The XAU/USD pair may explore the region around the upper boundary of the ascending channel at $5,470, followed by the all-time high of $5,598, reached on January 29. On the downside, the immediate support lies at the nine-day EMA of $5,163, followed by the lower boundary of the channel at $5,070. A break below the channel would expose the 50-day EMA at $4,874.

(The technical analysis of this story was written with the help of an AI tool.)

XAU/USD: Daily Chart

US Dollar FAQs

The US Dollar (USD) is the official currency of the United States of America, and the ‘de facto’ currency of a significant number of other countries where it is found in circulation alongside local notes. It is the most heavily traded currency in the world, accounting for over 88% of all global foreign exchange turnover, or an average of $6.6 trillion in transactions per day, according to data from 2022. Following the second world war, the USD took over from the British Pound as the world’s reserve currency. For most of its history, the US Dollar was backed by Gold, until the Bretton Woods Agreement in 1971 when the Gold Standard went away.

The most important single factor impacting on the value of the US Dollar is monetary policy, which is shaped by the Federal Reserve (Fed). The Fed has two mandates: to achieve price stability (control inflation) and foster full employment. Its primary tool to achieve these two goals is by adjusting interest rates. When prices are rising too quickly and inflation is above the Fed’s 2% target, the Fed will raise rates, which helps the USD value.
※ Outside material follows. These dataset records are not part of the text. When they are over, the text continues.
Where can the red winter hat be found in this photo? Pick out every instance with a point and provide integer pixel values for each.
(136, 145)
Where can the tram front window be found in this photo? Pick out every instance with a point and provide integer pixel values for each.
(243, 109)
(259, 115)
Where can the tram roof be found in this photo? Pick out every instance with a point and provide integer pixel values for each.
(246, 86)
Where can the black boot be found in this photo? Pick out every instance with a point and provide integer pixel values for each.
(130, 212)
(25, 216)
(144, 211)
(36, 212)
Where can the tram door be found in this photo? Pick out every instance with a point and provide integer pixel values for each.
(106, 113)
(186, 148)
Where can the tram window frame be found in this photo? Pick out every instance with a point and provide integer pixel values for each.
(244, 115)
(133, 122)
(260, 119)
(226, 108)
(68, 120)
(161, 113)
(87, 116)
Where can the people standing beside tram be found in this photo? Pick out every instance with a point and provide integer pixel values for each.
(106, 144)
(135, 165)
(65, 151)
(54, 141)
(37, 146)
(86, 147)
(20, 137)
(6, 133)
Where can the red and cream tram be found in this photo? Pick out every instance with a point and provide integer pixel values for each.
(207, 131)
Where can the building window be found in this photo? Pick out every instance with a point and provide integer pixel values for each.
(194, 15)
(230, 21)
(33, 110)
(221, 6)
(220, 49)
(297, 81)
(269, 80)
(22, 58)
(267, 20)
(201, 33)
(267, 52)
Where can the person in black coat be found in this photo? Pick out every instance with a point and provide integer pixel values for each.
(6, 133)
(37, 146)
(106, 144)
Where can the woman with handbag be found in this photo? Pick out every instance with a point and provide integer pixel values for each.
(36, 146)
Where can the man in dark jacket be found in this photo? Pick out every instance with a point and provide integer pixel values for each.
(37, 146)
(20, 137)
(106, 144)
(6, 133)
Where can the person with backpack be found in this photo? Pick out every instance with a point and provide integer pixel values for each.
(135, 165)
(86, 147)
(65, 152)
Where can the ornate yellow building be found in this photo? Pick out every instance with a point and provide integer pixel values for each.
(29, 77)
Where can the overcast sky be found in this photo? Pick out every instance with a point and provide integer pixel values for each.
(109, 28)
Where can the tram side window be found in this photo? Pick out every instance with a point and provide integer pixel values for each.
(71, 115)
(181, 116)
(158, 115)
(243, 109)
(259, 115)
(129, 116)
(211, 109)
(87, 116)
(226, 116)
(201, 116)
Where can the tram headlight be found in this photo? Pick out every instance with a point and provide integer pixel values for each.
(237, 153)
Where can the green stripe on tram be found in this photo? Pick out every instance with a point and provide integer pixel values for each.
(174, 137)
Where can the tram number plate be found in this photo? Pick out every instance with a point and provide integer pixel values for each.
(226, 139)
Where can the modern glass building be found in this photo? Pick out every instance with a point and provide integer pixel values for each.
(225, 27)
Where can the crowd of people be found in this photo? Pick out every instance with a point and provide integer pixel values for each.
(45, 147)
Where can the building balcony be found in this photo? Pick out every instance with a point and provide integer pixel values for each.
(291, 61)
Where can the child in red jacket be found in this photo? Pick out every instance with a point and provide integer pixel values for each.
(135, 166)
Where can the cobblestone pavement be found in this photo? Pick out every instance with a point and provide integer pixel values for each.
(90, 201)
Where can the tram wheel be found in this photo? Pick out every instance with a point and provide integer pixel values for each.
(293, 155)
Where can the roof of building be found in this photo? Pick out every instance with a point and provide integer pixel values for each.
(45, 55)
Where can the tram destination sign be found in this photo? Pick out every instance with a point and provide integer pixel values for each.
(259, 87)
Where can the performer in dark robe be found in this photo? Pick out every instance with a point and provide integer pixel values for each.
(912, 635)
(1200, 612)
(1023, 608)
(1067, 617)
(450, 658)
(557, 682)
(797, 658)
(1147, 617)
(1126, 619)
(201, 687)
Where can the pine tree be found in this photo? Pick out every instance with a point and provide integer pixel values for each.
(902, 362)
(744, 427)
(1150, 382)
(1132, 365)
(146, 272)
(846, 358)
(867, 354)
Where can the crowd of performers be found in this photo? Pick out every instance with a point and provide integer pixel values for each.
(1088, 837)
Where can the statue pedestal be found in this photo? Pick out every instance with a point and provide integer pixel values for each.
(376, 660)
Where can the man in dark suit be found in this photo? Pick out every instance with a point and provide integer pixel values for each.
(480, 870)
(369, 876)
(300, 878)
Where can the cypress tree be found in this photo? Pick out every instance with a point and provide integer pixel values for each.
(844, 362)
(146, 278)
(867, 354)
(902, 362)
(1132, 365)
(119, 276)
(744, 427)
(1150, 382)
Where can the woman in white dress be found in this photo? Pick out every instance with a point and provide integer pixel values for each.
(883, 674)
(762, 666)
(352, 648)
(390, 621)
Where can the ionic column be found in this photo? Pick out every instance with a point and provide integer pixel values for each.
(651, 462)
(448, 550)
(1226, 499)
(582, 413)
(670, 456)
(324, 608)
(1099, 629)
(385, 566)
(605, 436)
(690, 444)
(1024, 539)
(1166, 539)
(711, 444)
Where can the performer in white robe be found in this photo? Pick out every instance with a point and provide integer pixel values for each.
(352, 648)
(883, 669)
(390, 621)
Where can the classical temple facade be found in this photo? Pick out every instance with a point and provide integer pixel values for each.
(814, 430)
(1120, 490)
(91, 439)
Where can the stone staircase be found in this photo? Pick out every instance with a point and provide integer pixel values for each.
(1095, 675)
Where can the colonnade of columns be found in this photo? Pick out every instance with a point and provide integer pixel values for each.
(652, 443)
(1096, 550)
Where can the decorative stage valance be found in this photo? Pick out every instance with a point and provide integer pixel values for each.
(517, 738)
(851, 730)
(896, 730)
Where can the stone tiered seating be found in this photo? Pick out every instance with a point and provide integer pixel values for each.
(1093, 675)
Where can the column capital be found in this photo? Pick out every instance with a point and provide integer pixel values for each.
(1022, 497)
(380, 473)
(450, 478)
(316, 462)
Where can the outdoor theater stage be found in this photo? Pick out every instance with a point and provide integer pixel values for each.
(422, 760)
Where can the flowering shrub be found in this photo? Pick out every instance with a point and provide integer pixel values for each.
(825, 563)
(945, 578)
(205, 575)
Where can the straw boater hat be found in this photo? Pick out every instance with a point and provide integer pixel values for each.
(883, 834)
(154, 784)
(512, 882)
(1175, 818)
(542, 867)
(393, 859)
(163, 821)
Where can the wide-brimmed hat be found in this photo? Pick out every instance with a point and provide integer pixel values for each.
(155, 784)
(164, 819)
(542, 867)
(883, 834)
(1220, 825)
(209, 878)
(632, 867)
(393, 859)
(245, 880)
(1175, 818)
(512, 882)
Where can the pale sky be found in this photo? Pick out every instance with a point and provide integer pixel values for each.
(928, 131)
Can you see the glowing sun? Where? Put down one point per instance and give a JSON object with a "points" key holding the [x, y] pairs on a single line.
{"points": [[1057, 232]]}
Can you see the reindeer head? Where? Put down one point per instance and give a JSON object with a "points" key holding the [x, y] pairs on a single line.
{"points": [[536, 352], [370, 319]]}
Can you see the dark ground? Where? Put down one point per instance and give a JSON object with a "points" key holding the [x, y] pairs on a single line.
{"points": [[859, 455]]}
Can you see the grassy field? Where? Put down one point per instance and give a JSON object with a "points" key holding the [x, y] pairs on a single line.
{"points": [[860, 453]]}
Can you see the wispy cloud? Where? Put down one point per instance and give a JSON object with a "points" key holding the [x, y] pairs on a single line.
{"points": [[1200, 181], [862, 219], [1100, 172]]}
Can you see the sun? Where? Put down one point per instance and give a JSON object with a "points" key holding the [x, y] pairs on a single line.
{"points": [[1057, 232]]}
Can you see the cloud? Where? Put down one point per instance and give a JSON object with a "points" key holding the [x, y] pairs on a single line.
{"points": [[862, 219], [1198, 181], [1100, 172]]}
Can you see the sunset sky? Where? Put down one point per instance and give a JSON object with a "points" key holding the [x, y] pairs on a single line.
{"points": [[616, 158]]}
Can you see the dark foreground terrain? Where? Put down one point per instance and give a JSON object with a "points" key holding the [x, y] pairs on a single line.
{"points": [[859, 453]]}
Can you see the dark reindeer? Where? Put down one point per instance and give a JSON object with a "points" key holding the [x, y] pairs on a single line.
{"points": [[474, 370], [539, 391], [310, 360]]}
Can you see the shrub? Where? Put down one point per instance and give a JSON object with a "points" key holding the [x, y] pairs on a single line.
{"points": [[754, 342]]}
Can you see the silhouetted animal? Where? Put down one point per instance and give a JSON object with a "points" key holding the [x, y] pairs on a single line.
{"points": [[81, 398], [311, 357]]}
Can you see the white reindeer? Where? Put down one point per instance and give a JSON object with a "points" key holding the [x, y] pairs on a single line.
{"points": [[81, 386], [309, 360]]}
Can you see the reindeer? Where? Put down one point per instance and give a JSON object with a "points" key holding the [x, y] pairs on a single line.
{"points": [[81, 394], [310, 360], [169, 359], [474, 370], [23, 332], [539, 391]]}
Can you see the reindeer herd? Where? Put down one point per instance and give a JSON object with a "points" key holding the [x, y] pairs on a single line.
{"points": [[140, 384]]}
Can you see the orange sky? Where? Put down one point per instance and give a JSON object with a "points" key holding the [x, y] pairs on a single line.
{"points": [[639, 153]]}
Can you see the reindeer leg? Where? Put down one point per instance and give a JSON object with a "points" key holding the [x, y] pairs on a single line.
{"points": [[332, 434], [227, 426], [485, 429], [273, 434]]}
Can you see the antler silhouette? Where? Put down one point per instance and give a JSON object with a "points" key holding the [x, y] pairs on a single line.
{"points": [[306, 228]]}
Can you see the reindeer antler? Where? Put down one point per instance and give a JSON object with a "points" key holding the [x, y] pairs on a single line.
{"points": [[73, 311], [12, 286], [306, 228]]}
When inflation falls below 2% or the Unemployment Rate is too high, the Fed may lower interest rates, which weighs on the Greenback.

In extreme situations, the Federal Reserve can also print more Dollars and enact quantitative easing (QE). QE is the process by which the Fed substantially increases the flow of credit in a stuck financial system. It is a non-standard policy measure used when credit has dried up because banks will not lend to each other (out of the fear of counterparty default). It is a last resort when simply lowering interest rates is unlikely to achieve the necessary result. It was the Fed’s weapon of choice to combat the credit crunch that occurred during the Great Financial Crisis in 2008. It involves the Fed printing more Dollars and using them to buy US government bonds predominantly from financial institutions. QE usually leads to a weaker US Dollar.

Quantitative tightening (QT) is the reverse process whereby the Federal Reserve stops buying bonds from financial institutions and does not reinvest the principal from the bonds it holds maturing in new purchases. It is usually positive for the US Dollar.